As an addition to my previous post, I found a blogpost where I found numerous other options to speed up the stsadm process.
Symptoms for STSADM:
- You start STSADM without any parameters
- There is a delay of about 30 seconds
- While you are waiting, and tearing your hair out because your deployment script has about 60 STSADM commands, there is no CPU activity, swapping or significant network traffic.
Symptoms for SharePoint sites:
- You make the first request of the day, or the first request after recycling the app pool because you are developing assemblies that sit in the GAC.
- There is a delay of about 2 minutes
- While you are waiting, and tearing your remaining hair out because you know you have to do this at least 50 times today, there is no CPU activity, swapping or significant network traffic.
The cause:
The problem is that when loading signed assemblies the .net Framework checks the Internet based Certificate Revocation List. As our servers have, like most secure environments, no outgoing connections to the public Internet, the connection to crl.microsoft.com times out after what appears to be 30 seconds. It probably does this a couple of times in succession, causing a 2 minute wait when spinning up SharePoint.
The solution:
- As described in my previous post: Add the following xml to your machine.config
<configuration>
<runtime>
<generatePublisherEvidence enabled=”false”/>
</runtime>
</configuration>
The solutions below are from the blogpost i mentioned in the beginning of my post
- Add crl.microsoft.com to your hosts file and point it to your local machine. Some people have reported success with this, but it didn't work for me.
- Allow your servers to directly connect to crl.microsoft.com. If your environment dictates the use of a proxy server, configure it using proxycfg.
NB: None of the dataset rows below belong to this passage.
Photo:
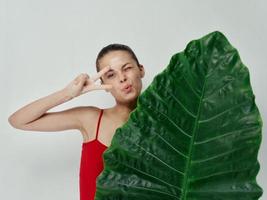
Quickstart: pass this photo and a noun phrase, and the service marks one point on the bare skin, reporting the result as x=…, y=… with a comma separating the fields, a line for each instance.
x=35, y=116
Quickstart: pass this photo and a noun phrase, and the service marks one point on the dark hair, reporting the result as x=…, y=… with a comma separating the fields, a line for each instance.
x=114, y=47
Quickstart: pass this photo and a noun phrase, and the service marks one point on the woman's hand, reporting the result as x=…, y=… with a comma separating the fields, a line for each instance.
x=83, y=83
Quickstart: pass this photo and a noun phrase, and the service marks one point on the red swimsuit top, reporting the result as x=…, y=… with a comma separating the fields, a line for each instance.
x=91, y=165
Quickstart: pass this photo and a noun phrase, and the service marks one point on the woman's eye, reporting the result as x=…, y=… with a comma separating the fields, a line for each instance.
x=110, y=75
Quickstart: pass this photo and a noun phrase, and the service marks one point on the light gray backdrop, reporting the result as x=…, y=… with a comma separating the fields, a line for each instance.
x=45, y=44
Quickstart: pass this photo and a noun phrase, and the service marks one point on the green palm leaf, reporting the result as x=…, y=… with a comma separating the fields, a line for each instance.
x=194, y=135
- Disable the CRL check by modifying the registry for all user accounts that use STSADM and all service accounts used by SharePoint. Find yourself a group policy wizard or run the vbscript at the end of this posting to help you out. Alternatively you can manually modify the registry for each account:
[HKEY_USERS\<userid>\Software\Microsoft\Windows\CurrentVersion\WinTrust\Trust Providers\Software Publishing]
"State"=dword:00023e00
- Download the CRLs and add them to the server manually (I haven't tested this, but it may work):
- Download: http://crl.microsoft.com/pki/crl/products/CodeSignPCA.crl
http://crl.microsoft.com/pki/crl/products/CodeSignPCA2.crl
- Add them:
certutil -addstore CA CodeSignPCA.crl
certutil -addstore CA CodeSignPCA2.crl
- Mark Russinovich has written a detailed post about this problem and provides a 5th option, which involves a manual change to each web application’s web.config file.
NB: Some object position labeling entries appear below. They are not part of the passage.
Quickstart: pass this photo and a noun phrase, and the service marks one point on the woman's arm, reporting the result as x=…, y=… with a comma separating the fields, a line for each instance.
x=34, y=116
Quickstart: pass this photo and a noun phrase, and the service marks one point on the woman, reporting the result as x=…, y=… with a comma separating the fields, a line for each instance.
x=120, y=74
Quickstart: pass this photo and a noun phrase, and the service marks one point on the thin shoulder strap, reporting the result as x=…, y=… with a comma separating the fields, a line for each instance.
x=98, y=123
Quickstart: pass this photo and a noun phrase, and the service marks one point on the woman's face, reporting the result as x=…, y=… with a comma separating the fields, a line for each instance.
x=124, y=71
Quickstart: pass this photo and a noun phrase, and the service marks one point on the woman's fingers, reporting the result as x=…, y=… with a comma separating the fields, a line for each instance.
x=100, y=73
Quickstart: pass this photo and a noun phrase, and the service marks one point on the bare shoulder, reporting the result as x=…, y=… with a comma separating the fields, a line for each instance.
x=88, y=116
- Brett Waring pointed me to an article that describes how to reduce the timeout using a group policy.
VBScript to apply registry change:
The following script applies the registry change to all users on a server. This will solve the spin-up time for the service accounts, interactive users and new users.
const HKEY_USERS = &H80000003
strComputer = "."
Set objReg=GetObject("winmgmts:{impersonationLevel=impersonate}!\\" _
& strComputer & "\root\default:StdRegProv")
strKeyPath = ""
objReg.EnumKey HKEY_USERS, strKeyPath, arrSubKeys
strKeyPath = "\Software\Microsoft\Windows\CurrentVersion\WinTrust\Trust Providers\Software Publishing"
For Each subkey In arrSubKeys
objReg.SetDWORDValue HKEY_USERS, subkey & strKeyPath, "State", 146944
Next
With thanks to Nik Shaw for the script.
Please note that this information come's from Muhimbi's SharePoint blog!